Find a detour
Park as far from your workplace (or doctor’s office, grocery store, or dinner party) as possible. Because you want to walk at least 30 minutes each day (about 3,000 to 5,000 steps), a detour will help, says Juan Remos, MD, an internist and health-and-wellness director at The Miami Institute for Age Management and Intervention. If you park 15 minutes away from your office, you’ll also burn an extra 130 calories per day.
Pack your walking shoes
Next time you book a business trip, add walking to the equation. “Everywhere I go, I factor in a daily walk,” says Eric Plasker, a chiropractor based in Atlanta and author of The 100 Year Lifestyle. “I get to see a new city in a whole different way.” This strategy also helps burn off high-calorie business dinners. A 20-minute walk on each of three days kicks about 260 calories to the curb.
Schedule a moving meeting
Hit the trail or track and bring a digital recorder to remember key points, Plasker suggests. By skipping the usual muffins-and-coffee meeting, you’ll avoid at least 450 calories and will burn a bunch, instead.
Get a pooch
Dog owners walk an average of 300 minutes a week, while people without dogs walk just 168, according to a Canadian study. That’s a difference of almost 600 calories.

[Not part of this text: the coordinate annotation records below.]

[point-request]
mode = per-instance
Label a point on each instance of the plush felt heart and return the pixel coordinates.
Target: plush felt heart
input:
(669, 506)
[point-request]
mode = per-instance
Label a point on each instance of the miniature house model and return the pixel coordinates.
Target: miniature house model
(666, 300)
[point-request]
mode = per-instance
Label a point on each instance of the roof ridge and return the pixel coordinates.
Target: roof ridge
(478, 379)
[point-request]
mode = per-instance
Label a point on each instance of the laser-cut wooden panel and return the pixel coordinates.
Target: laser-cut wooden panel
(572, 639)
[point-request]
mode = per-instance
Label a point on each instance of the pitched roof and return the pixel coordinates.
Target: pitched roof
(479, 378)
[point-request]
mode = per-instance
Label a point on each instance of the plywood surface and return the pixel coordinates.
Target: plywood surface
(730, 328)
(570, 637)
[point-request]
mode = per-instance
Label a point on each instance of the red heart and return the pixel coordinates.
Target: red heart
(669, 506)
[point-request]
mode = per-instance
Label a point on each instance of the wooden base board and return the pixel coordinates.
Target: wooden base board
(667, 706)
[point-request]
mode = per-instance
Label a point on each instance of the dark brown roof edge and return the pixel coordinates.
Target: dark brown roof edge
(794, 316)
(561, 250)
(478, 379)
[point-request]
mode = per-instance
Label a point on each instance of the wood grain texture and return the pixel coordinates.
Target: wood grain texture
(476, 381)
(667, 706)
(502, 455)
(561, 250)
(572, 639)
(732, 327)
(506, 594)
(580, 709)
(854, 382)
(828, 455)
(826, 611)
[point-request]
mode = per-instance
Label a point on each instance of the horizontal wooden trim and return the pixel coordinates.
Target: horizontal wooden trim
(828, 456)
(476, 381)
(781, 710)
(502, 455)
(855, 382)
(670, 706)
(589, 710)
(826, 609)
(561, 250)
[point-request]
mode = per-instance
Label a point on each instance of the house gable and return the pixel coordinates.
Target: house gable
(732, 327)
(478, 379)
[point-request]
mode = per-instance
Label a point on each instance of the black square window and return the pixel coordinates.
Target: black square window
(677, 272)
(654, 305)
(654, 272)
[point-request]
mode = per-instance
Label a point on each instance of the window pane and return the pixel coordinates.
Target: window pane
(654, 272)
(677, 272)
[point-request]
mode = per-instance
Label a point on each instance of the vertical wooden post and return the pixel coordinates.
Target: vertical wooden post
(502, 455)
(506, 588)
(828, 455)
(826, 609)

A human friend is another way to stay motivated. “Being accountable to someone makes us more aware when we’re skipping exercise,” says April Harris Swales, a personal trainer at the Cooper Fitness Center in Dallas. “On the flip side, you can be great cheerleaders for each other.”
Add some resistance
Working against the wind, in the water, or while wearing a backpack burns about 50 more calories per hour than walking on flat ground. “Nordic poles are another great tool,” Swales says. “They allow you to recruit your upper-body muscles, ultimately giving you an additional 25 to 30 percent calorie-burn increase per hour.” Plus, if you have a bad back or a balance issue, poles will boost your stability. (See our Nordic-Walking Workout).
Count your steps
In a study at the University of Michigan, walkers who wore pedometers lost weight even in the absence of new diets. “You can set goals and race against yourself,” Remos says. “For example, you can make it a goal to increase your walking by 500 steps every week. Or to do 3,000 steps in 30 minutes this weekend and 4,000 steps in 40 minutes next weekend.” Make it 5,000 steps and you’ll burn about 200 calories.